On paper, the WolfPack have only one potential fifth year player-middle Kaitlin Lomas of Ponoka, Alberta.

He is expecting big things from her in 2017-18.  “I think Lomas has shown some incredible growth in her four years here especially coming from an area which doesn’t have a big club volleyball background. She got stuck into a role she didn’t expect as a starter in her first year.  It didn’t allow her to develop without the pressure sometimes. I think she has really shown the ability to have some monster nights. She did against Saskatchewan during the final weekend of the regular season.  I thought on Saturday (game 2 vs UBC) likely one of her best matches. This was an important match against a different quality of opponent than against Sask.  She was outstanding. She can do that on a consistent basis next year.”


SIDE OUTS:  Grimm on what Pakhomenko has meant to the program: “She took a lot pressure off. Especially her first season where she helped us get some wins. They had been hard to come by the previous few years. She has helped a lot with recruiting. The exposure she has brought to the university? You would have to talk to the ‘higher ups’ about what exposure they have felt. But I know just seeing an athlete from Thompson Rivers University be represented on the national stage—not only USports but also national teams and the BLG candidacy she had last year. All of those things. Obviously with our international department, it has been a success story with her coming in not only as a player but her education that she is completing.

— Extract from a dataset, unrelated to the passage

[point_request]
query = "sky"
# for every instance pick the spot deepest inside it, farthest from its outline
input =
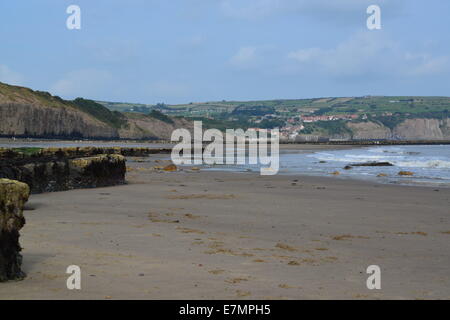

She has also developed a name for herself in the community. It is nothing but positive for the university.”


On how he evolved as a coach this year: “I think getting to know the girls and the women’s game a little bit better. Learning how and when to push. It has been a good balance with our coaching staff. Different personalities (crediting assistant coach Nathan Bennett). We have been able to balance and bounce off one another pretty well. I think that development is something I want to get better. Like I expect the players to get better, I want to improve as well.  You can only do that by learning, talking to people and putting time in during the off season.  I also need to listen to the players. We have been working at developing our level of communication. I think they are more willing to do that than they have in the past. So, listening to the players as well as to when we need to push and what we need to do. To find out what they think is important. As a coach, you don’t always have to take everything. You have to listen and find out what works for the group that you have. Every group is different. If you use one style all the time, you are not going to be successful. I am trying to take those cues and tailor it to the group I have—the personalities you have. And at the same time, recruit personalities that can fit into your philosophy and what you value as a coach. Those are all important pieces that I continue learn and build on.”